Pipelining CARs: CAR for a new block can start without waiting for its parent block’s CAR to finish. Yet doing so means malicious validators can flood the network with blocks that will never commit.
Proposing Uncertified Cuts: Autobahn can further reduce latency by including blocks without PoA (uncertified blocks) in proposed cuts. One intuitive example is for leaders to include uncertified blocks in its own lane. Byzantine leaders may include unavailable blocks but correct replicas will simply realize that the block is unavailable when it tries to fetch the block and issue a view-change requests. A more aggressive approach allows the leader to optimistically include uncertified blocks from other validators. This approach hides two message delays (one for vote to the proposer and one for proposer sending the PoA back to leader) required for block dissemination from the critical path. However, this design sacrifices seamlessness as followers still needs to wait for PoA before voting. As a mitigation, during consensus, replicas can issue weak votes if it has not vote for another cut at the slot and strong votes if it additionally has the block data or PoA. This way, a quorum with $f+1$ strong votes can serve as its PoA.
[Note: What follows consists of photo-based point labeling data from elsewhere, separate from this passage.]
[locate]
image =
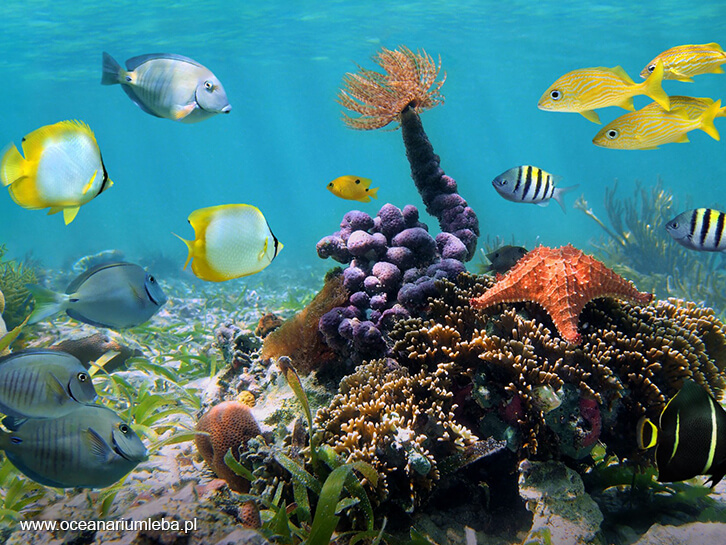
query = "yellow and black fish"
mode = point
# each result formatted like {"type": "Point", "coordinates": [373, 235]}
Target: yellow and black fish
{"type": "Point", "coordinates": [691, 436]}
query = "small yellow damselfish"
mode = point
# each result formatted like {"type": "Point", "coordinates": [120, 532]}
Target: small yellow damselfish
{"type": "Point", "coordinates": [62, 169]}
{"type": "Point", "coordinates": [586, 89]}
{"type": "Point", "coordinates": [353, 188]}
{"type": "Point", "coordinates": [230, 241]}
{"type": "Point", "coordinates": [684, 61]}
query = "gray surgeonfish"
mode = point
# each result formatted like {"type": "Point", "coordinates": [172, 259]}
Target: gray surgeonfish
{"type": "Point", "coordinates": [690, 436]}
{"type": "Point", "coordinates": [113, 295]}
{"type": "Point", "coordinates": [43, 384]}
{"type": "Point", "coordinates": [168, 86]}
{"type": "Point", "coordinates": [91, 447]}
{"type": "Point", "coordinates": [530, 184]}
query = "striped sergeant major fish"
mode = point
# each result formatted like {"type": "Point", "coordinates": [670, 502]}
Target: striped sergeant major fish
{"type": "Point", "coordinates": [700, 229]}
{"type": "Point", "coordinates": [690, 436]}
{"type": "Point", "coordinates": [530, 185]}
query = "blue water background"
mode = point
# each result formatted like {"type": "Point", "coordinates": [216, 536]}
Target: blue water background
{"type": "Point", "coordinates": [282, 64]}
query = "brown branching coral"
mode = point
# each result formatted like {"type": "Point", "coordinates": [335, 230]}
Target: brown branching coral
{"type": "Point", "coordinates": [402, 423]}
{"type": "Point", "coordinates": [409, 79]}
{"type": "Point", "coordinates": [631, 361]}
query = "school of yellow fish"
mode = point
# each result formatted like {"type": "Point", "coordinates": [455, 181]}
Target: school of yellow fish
{"type": "Point", "coordinates": [666, 120]}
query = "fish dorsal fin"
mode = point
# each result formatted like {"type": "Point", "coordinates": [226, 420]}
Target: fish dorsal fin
{"type": "Point", "coordinates": [622, 74]}
{"type": "Point", "coordinates": [69, 214]}
{"type": "Point", "coordinates": [73, 286]}
{"type": "Point", "coordinates": [98, 445]}
{"type": "Point", "coordinates": [134, 62]}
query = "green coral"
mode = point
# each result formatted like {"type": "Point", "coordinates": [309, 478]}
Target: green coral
{"type": "Point", "coordinates": [14, 276]}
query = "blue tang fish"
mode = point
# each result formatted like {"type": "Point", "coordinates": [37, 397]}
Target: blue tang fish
{"type": "Point", "coordinates": [114, 295]}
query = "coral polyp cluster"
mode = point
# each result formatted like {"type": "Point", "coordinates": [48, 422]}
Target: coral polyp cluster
{"type": "Point", "coordinates": [409, 80]}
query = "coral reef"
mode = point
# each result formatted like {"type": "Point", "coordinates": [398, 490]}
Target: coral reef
{"type": "Point", "coordinates": [13, 278]}
{"type": "Point", "coordinates": [299, 338]}
{"type": "Point", "coordinates": [230, 425]}
{"type": "Point", "coordinates": [562, 281]}
{"type": "Point", "coordinates": [550, 398]}
{"type": "Point", "coordinates": [637, 246]}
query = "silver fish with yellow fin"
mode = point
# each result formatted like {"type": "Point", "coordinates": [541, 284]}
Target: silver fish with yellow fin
{"type": "Point", "coordinates": [169, 86]}
{"type": "Point", "coordinates": [653, 126]}
{"type": "Point", "coordinates": [684, 61]}
{"type": "Point", "coordinates": [690, 436]}
{"type": "Point", "coordinates": [230, 241]}
{"type": "Point", "coordinates": [40, 383]}
{"type": "Point", "coordinates": [587, 89]}
{"type": "Point", "coordinates": [113, 295]}
{"type": "Point", "coordinates": [91, 447]}
{"type": "Point", "coordinates": [62, 169]}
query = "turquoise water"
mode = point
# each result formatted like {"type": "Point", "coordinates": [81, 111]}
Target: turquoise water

Others: threshold signature to reduce size of quorum certificate; use all-to-all communication instead of linear to latency (each phase only incurs one message delay instead of two).
Strength
- Decoupling block dissemination from consensus ordering significantly improves throughput as block dissemination is no longer on the consensus critical path.
- Proposing cuts instead of blocks further improves throughput, as one slot instance can commit arbitrarily many blocks.
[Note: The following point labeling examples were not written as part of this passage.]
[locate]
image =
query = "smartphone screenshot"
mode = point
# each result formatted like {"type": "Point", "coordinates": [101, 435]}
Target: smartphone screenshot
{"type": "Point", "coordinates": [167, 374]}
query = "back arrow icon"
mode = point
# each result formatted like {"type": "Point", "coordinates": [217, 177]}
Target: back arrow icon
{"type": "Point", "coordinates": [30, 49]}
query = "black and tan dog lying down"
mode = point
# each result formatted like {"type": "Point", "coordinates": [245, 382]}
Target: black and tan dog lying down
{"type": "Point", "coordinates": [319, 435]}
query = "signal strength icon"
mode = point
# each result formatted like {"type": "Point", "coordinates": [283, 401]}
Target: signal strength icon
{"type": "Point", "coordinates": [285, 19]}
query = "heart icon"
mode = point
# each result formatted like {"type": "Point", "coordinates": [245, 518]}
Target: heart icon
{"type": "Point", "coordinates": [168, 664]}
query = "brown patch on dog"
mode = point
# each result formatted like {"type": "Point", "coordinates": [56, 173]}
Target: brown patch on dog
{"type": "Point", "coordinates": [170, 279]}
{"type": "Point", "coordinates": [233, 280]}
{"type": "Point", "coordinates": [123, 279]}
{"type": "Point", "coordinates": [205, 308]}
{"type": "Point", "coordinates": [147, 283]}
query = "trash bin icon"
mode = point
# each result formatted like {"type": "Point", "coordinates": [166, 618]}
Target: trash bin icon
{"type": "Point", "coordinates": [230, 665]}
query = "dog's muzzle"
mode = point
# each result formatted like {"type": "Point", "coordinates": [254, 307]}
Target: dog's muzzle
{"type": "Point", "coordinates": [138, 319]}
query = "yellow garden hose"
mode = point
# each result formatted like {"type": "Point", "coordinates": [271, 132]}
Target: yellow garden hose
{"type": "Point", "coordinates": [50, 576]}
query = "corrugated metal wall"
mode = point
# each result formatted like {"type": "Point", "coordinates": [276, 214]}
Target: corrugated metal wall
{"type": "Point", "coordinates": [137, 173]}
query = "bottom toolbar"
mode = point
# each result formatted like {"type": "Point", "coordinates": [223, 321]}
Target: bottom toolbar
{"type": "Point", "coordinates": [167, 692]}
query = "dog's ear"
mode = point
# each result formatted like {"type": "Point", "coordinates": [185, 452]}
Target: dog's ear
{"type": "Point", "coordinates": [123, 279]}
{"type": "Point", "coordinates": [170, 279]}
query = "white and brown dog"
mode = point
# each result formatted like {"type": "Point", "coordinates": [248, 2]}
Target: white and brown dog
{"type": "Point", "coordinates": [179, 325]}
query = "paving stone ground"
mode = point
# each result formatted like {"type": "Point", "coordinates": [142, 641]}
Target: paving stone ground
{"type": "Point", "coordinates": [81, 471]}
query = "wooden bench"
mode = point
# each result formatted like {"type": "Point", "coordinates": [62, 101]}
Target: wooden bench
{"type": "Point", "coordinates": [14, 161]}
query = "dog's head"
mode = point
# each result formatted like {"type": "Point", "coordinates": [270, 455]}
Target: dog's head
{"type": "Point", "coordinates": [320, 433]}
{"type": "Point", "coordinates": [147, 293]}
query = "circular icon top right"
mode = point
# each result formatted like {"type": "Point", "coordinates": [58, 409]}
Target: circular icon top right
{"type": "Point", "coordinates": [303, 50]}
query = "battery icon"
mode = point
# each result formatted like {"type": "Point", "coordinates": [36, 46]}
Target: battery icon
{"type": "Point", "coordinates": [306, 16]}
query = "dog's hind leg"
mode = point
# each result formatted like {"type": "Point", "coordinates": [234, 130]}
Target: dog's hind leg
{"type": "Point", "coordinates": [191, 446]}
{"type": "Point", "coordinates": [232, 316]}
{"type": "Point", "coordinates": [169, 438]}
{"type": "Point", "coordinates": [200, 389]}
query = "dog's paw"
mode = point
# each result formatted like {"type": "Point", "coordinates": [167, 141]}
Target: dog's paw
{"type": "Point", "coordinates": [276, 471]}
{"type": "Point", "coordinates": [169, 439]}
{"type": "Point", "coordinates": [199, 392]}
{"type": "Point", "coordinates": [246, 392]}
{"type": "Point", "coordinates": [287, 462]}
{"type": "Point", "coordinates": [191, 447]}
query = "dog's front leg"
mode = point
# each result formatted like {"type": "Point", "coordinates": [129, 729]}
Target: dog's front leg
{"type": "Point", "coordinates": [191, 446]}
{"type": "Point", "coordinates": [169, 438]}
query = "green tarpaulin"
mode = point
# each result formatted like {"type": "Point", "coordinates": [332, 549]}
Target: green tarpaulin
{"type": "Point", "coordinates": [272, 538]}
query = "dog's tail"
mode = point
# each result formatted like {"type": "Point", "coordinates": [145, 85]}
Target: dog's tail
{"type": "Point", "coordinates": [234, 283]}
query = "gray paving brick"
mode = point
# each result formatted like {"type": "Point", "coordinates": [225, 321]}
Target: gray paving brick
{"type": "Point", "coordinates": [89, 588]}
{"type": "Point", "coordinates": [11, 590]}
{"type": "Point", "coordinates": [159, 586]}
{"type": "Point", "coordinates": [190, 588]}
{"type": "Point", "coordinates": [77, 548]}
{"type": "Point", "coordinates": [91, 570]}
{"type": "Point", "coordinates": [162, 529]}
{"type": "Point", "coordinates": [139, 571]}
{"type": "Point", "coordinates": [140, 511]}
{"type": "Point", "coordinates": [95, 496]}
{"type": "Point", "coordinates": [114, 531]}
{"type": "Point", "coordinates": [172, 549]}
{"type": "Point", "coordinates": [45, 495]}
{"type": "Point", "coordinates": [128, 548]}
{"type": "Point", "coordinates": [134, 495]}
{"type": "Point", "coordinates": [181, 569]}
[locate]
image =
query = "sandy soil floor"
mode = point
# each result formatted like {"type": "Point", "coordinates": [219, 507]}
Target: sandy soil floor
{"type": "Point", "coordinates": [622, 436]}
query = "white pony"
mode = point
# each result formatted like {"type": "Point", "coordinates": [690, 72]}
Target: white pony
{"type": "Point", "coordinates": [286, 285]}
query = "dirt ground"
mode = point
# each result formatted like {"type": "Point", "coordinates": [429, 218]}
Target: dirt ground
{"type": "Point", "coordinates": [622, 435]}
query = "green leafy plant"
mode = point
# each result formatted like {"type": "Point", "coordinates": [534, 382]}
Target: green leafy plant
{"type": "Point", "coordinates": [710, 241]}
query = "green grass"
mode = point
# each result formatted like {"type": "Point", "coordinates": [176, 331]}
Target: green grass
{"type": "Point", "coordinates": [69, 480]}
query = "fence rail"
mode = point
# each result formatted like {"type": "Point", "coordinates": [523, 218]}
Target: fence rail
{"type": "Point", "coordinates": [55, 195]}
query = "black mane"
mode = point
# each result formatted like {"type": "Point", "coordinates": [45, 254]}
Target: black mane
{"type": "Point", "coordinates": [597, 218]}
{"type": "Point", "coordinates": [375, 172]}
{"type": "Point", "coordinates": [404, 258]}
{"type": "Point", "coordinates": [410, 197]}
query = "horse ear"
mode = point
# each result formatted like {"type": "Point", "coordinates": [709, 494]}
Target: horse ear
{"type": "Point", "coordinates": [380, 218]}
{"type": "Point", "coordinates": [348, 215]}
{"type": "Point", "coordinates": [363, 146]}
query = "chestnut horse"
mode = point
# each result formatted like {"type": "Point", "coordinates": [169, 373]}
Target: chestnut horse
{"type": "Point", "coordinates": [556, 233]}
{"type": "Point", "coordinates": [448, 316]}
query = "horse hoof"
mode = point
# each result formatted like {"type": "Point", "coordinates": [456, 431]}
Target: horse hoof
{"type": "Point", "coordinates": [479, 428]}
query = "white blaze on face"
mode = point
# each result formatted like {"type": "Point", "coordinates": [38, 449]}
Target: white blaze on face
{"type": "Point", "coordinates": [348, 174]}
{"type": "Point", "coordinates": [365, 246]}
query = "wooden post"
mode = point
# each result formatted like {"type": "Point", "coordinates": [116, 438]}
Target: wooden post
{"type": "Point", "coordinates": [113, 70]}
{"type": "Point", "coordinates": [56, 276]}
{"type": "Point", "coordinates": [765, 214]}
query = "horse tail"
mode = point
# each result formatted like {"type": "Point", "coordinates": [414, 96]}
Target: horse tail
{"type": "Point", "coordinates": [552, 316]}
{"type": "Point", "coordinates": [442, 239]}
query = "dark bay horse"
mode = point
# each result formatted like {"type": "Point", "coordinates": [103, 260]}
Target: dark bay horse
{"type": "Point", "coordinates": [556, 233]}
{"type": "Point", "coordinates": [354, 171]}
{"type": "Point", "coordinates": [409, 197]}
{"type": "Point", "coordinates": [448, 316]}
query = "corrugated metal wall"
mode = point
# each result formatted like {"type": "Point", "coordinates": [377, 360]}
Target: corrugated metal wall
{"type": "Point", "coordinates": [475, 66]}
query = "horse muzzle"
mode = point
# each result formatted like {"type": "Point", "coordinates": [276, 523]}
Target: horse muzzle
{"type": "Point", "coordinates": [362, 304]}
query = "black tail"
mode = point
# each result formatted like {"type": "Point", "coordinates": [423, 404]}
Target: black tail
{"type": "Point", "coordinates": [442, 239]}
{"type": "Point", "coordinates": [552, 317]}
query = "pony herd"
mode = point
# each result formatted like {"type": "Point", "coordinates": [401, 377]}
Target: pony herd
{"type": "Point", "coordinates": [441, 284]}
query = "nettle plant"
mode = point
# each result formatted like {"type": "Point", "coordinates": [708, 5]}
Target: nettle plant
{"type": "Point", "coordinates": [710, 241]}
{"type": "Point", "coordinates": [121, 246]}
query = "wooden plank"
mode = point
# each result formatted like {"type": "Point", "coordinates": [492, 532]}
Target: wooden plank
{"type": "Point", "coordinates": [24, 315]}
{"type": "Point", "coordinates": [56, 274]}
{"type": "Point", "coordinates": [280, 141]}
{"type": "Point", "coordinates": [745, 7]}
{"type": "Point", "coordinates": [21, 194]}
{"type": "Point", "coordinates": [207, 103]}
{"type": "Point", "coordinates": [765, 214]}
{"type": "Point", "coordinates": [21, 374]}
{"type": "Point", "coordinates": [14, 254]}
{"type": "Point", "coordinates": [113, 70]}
- Autobahn is free from censorship: blocks proposed by any validator will eventually get included in some cut proposed by a correct leader.
- Autobahn is resilient to blips: asynchronous block dissemination proceeds at network speed, and a single consensus instance during a good period can commit all blocks disseminated during blips.
Weakness
- Network complexity is higher than normal BFT protocols, as the message size of proposed cut has complexity of $O(n)$.
- Autobahn is not completely seamless as the block dissemination layer limits number of requests that can be disseminated in parallel. During a prolonged blip period, requests can still get queued, leading to hangovers. A completely seamless protocol should be able to disseminate unlimited requests during blips, which may lead to problems with chain quality.
- In Autobahn, a request experiences 6 message delays on the fast path and 8 on the slow path. This latency number cannot be reduced without sacrificing seamlessness or increase network complexity.